Dopoguerra Un poeta che non lasciò la terra natale ripercorre la sua odisseain un testo edito da Ronzani. Subì le peggiori angherie senza perdere la dignità
di Claudio Magris
«La povera Italia è tanto distratta»: il dramma istriano e la repressione jugoslava raccontati da Ligio Zanini
Mi vegno da Pola, /Son qua pa’ un momento, / Signore e Signori, / No feme parlar! /Gò perso la barca, / I povari Inglesi / Ghe n’à cussì poche… / La barca go dà. / […] Gò perso la casa / i poveri s’ciavi / no ‘i gera in tel suo… / La casa gò dà. / […] Gò perso i me morti. / La povara Italia / xe tanto distrata… / I morti gò dà.

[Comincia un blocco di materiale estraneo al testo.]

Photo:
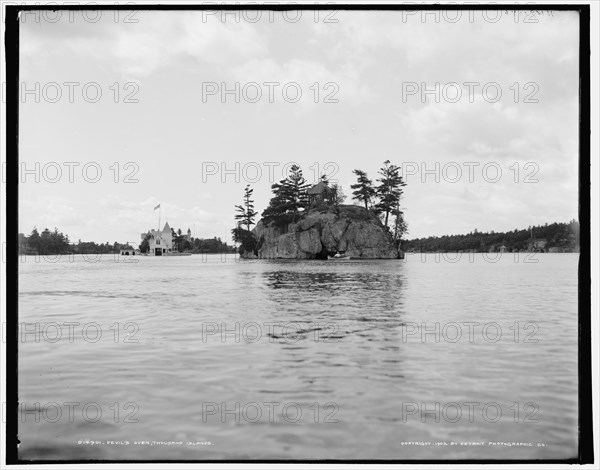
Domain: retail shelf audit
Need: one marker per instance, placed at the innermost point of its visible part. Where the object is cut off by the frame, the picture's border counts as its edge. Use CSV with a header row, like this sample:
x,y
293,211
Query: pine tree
x,y
289,196
363,189
389,190
246,213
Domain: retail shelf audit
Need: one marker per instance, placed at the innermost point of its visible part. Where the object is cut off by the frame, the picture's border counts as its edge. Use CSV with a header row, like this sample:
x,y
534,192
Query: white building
x,y
161,242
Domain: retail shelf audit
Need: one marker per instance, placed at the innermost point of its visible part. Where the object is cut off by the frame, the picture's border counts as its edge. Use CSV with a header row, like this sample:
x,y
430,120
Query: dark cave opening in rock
x,y
322,254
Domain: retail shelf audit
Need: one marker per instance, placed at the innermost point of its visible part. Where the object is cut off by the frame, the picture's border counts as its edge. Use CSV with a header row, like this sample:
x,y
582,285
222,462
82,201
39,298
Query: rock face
x,y
351,230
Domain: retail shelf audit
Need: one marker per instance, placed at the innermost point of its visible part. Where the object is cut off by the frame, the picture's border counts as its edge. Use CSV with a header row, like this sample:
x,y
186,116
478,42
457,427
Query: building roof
x,y
318,188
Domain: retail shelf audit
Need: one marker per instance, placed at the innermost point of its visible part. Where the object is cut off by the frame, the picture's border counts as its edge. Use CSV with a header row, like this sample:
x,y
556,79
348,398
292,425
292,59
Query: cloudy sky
x,y
162,131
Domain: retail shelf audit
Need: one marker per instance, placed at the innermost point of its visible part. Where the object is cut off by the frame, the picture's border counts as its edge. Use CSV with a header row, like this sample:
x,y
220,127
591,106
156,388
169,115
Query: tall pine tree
x,y
363,190
389,190
246,212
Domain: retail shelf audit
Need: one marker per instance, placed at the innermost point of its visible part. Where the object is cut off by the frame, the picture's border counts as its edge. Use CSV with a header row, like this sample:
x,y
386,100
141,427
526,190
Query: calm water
x,y
298,360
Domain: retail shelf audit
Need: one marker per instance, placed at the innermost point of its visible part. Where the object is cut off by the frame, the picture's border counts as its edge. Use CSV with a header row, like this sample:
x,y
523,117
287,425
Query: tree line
x,y
56,242
548,237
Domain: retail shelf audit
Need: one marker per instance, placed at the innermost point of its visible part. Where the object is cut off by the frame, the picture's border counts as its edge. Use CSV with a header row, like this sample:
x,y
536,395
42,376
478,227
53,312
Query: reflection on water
x,y
298,360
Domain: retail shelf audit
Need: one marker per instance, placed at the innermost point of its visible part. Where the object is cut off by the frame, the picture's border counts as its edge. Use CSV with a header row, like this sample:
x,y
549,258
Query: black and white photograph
x,y
299,233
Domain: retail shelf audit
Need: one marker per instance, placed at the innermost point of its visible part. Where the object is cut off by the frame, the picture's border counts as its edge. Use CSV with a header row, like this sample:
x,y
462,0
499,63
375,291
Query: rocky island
x,y
351,230
311,222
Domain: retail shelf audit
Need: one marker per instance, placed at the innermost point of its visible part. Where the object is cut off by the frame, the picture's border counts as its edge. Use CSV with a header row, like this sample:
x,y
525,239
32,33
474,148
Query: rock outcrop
x,y
351,230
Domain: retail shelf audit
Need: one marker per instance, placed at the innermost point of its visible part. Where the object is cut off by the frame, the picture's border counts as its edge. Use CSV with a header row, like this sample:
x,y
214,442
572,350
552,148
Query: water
x,y
340,358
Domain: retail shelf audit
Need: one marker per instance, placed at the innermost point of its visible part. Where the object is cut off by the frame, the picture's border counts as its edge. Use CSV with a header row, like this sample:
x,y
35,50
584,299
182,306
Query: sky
x,y
122,111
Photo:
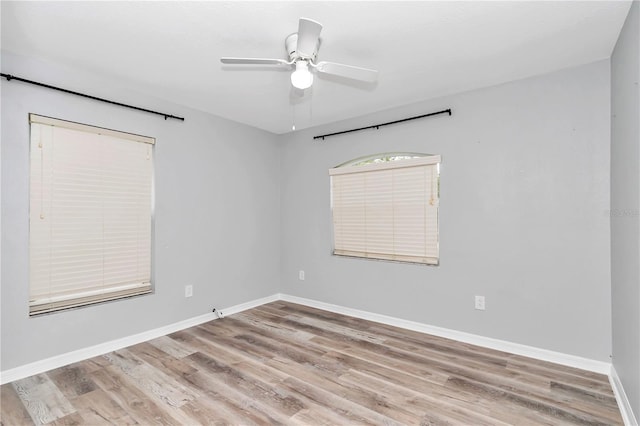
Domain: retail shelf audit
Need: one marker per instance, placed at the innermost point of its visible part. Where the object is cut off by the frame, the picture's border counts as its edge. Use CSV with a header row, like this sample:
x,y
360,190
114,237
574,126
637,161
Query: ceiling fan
x,y
302,48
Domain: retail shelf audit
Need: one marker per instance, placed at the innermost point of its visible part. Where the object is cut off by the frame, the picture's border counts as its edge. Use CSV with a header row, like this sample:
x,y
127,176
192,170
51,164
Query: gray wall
x,y
217,213
524,198
625,206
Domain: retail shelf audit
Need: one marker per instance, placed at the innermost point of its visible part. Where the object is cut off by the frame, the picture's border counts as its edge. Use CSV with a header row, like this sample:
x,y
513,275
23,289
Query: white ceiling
x,y
422,49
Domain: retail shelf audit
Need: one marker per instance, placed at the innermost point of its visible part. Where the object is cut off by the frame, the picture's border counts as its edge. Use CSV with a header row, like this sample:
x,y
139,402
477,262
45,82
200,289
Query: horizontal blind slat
x,y
90,215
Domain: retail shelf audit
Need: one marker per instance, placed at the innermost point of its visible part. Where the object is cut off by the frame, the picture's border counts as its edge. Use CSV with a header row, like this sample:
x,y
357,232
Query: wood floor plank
x,y
12,410
290,364
42,399
97,407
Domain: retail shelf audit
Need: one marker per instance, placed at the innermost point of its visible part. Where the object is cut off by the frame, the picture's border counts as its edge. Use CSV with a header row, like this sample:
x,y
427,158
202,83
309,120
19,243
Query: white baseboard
x,y
113,345
515,348
487,342
621,398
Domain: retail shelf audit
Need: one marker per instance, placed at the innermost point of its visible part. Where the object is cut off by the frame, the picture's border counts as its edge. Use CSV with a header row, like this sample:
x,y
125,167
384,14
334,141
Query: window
x,y
90,214
386,207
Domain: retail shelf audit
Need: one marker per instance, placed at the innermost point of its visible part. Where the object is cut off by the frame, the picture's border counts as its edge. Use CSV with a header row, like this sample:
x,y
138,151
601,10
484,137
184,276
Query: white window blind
x,y
387,210
90,214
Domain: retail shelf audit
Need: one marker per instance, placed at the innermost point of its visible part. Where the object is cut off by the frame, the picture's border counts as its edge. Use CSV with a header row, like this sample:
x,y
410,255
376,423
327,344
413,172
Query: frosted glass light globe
x,y
302,78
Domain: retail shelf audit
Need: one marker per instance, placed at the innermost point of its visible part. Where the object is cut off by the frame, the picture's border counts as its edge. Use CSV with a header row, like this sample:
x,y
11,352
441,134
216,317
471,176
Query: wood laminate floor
x,y
283,363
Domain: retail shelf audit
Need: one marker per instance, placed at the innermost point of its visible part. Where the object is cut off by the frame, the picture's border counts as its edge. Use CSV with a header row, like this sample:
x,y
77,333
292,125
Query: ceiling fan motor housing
x,y
291,44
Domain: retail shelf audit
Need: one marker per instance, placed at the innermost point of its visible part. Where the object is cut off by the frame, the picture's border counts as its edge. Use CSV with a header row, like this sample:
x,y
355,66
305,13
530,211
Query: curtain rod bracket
x,y
377,126
10,77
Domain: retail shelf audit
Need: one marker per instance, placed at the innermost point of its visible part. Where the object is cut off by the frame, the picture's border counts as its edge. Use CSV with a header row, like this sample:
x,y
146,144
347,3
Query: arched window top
x,y
385,157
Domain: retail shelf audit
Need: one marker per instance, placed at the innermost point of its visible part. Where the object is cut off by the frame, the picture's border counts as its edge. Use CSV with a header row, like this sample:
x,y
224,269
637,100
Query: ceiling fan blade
x,y
348,71
308,36
253,61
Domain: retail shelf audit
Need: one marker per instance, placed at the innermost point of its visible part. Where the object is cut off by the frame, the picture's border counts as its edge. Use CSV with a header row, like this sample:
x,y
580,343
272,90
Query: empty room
x,y
324,212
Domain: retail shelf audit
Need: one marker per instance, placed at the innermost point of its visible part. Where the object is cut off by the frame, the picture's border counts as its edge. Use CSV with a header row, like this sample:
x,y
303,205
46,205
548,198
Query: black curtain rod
x,y
377,126
13,77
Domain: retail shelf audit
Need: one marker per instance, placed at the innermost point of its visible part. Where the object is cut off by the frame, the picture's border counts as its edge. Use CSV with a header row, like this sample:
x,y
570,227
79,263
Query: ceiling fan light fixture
x,y
302,78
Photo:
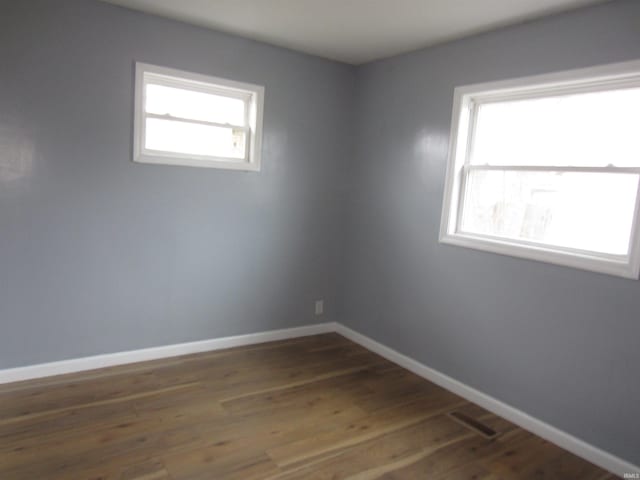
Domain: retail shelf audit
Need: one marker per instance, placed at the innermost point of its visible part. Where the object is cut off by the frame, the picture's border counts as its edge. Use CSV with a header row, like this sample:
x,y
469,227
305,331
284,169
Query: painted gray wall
x,y
558,343
99,254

A parlare è un pescatore, profugo da Pola. Una poesia di Giacomo Noventa, uno dei grandi del Novecento e in disparte nel mondo delle lettere. Volontario nella Guerra del 1915-18, esule antifascista a Parigi e critico dell’antifascismo di maniera quando è divenuto retorica, interprete originale della crisi politica, filosofica, culturale e religiosa che stava e sta scardinando il fondamento della civiltà europea, Noventa scrive talora «in dialeto» e talora, e più spesso, in italiano. I poeti non fanno quello che vogliono ma quello che devono: «Dante e Petrarca ga pur scrito in toscan». Marin, che scrive le sue poesie in gradese, distingueva la poesia dialettale, espressione immediatamente sentimentale, pre-poetica, dalla poesia in dialetto, una lingua che può dire l’universale come le altre.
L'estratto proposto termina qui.